Is there enough time left for the Zadroga bill?

Teamsters working at Ground Zero.
Cross your fingers. The bill to care for sick 9/11 first responders might still pass. Several Republican senators indicated they might vote for the bill. If they vote to break their own party's filibuster (not the same thing as voting for the bill), the Zadroga Act would become law.

But the clock is ticking. There isn't much time left before this Congress goes home for good, and the Senate still has other business to deal with. Some Republicans may decide to stall the Zadroga bill. Oklahoma Sen. Tom Coburn told Politico on Monday night he might block it. Reports Politico,
New York Democrats hoping for quick action on a bill to give health care compensation to Ground Zero workers are about to run into Tom Coburn. The Oklahoma Republican and physician -- known in the Senate as "Dr. No" for his penchant in blocking bills -- told POLITICO Monday night he wouldn't allow the bill to move quickly, saying he has problems with parts of the bill and the process Democrats are employing. Other Republicans like Sen. Mike Enzi (R-Wyo.) said he had concerns with the measure and said it should instead move through the committee process.
Enzi and Arizona Sen. John Kyl are claiming the bill needs more time. They're full of crap. As ThinkProgress notes,
...the Senate and House version of the bill have been available to Kyl and anyone else to read since 2009, and there was in fact a Senate hearing on it in June, even though he insists it never happened. Meanwhile, changes to bill have been made at the GOP’s behest...
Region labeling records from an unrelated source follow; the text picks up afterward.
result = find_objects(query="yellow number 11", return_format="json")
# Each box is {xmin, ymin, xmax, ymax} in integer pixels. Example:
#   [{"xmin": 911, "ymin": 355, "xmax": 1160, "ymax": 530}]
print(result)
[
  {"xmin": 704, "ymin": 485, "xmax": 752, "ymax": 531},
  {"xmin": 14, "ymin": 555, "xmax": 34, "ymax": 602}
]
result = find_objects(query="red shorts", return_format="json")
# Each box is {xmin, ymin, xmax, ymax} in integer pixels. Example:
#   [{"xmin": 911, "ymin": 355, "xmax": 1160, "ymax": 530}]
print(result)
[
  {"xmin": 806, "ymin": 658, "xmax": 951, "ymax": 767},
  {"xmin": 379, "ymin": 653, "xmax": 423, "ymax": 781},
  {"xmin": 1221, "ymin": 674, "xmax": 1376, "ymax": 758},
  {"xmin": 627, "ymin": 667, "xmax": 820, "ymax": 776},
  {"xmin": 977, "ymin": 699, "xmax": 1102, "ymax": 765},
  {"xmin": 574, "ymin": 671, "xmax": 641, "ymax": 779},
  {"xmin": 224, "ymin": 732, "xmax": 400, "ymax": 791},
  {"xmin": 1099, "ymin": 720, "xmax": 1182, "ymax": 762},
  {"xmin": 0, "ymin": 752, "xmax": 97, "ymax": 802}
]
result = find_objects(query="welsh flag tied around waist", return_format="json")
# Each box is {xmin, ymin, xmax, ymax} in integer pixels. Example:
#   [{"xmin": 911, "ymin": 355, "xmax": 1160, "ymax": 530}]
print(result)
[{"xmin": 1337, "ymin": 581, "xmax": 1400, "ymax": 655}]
If the Zadroga Act doesn't pass this year, it may never pass.  According to Jay Newton-Small at Time,
If the Zadroga bill does not pass now, it is unlikely to make it through a GOP-controlled House and an expanded Republican minority in the Senate next year. Despite the fact that the bill's been bouncing around for the last two years, Senator Jon Kyl of Arizona, the No. 2 Senate Republican, over the weekend called for more time to look at the bill. One GOP leadership aide told me today that the bill's odds were still dim, and even a Democratic leadership aide conceded that “time is the only thing that could stop it, it seems.” As the sick and dying first responders know all too well, time is of the essence.